Each year, the U.S. Internal Revenue Service (IRS) adjusts tax brackets for changes in the cost of living to calculate federal tax liability. Because the U.S. economy typically faces inflation each year, the IRS adjusts tax brackets upward.
Tax brackets represent the dollar amount that stratifies taxable income. Tax rates change in the U.S. progressive tax system; tax brackets provide limit values with which the tax rate changes. For instance, if a single individual earned a taxable income of $9,700 in 2020, he faces a 10% tax rate for federal income purposes, resulting in a total tax of $970. However, if an individual earned $36,900, he pays 10% on $9,700 and 12% on the remaining $27,200, resulting in a federal tax liability of $4,234.
Every year, the IRS makes adjustments to personal exemption, standard deduction, tax brackets and other tax credits to account for changes in the cost of living. Even though U.S. tax rates may remain the same, changing tax brackets, deductions and credits affects the effective tax rate faced by individuals and corporations.
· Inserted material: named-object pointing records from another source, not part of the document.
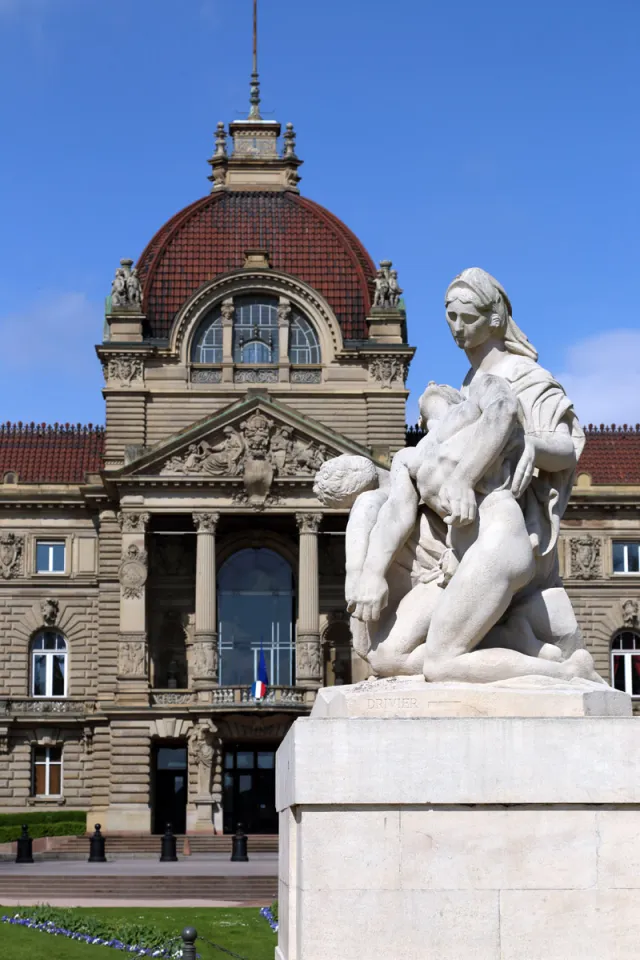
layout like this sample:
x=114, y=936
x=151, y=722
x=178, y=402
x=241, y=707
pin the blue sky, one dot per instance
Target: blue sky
x=500, y=134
In 2014, the IRS changed all tax brackets across all filing statuses, thus changing the effective tax rate. For example, from 2013 to 2014 for single filing status, the IRS adjusted the 10% tax bracket cutoff value from $8,925 to $9,075; the 15% tax bracket cutoff value from $36,250 to $36,900; and the 25% tax bracket cutoff value from $87,850 to $89,350. For a single filing status, these changes represent an average increase of approximately 1.7% for tax brackets, which was close to the U.S. inflation rate of 1.6% in 2014.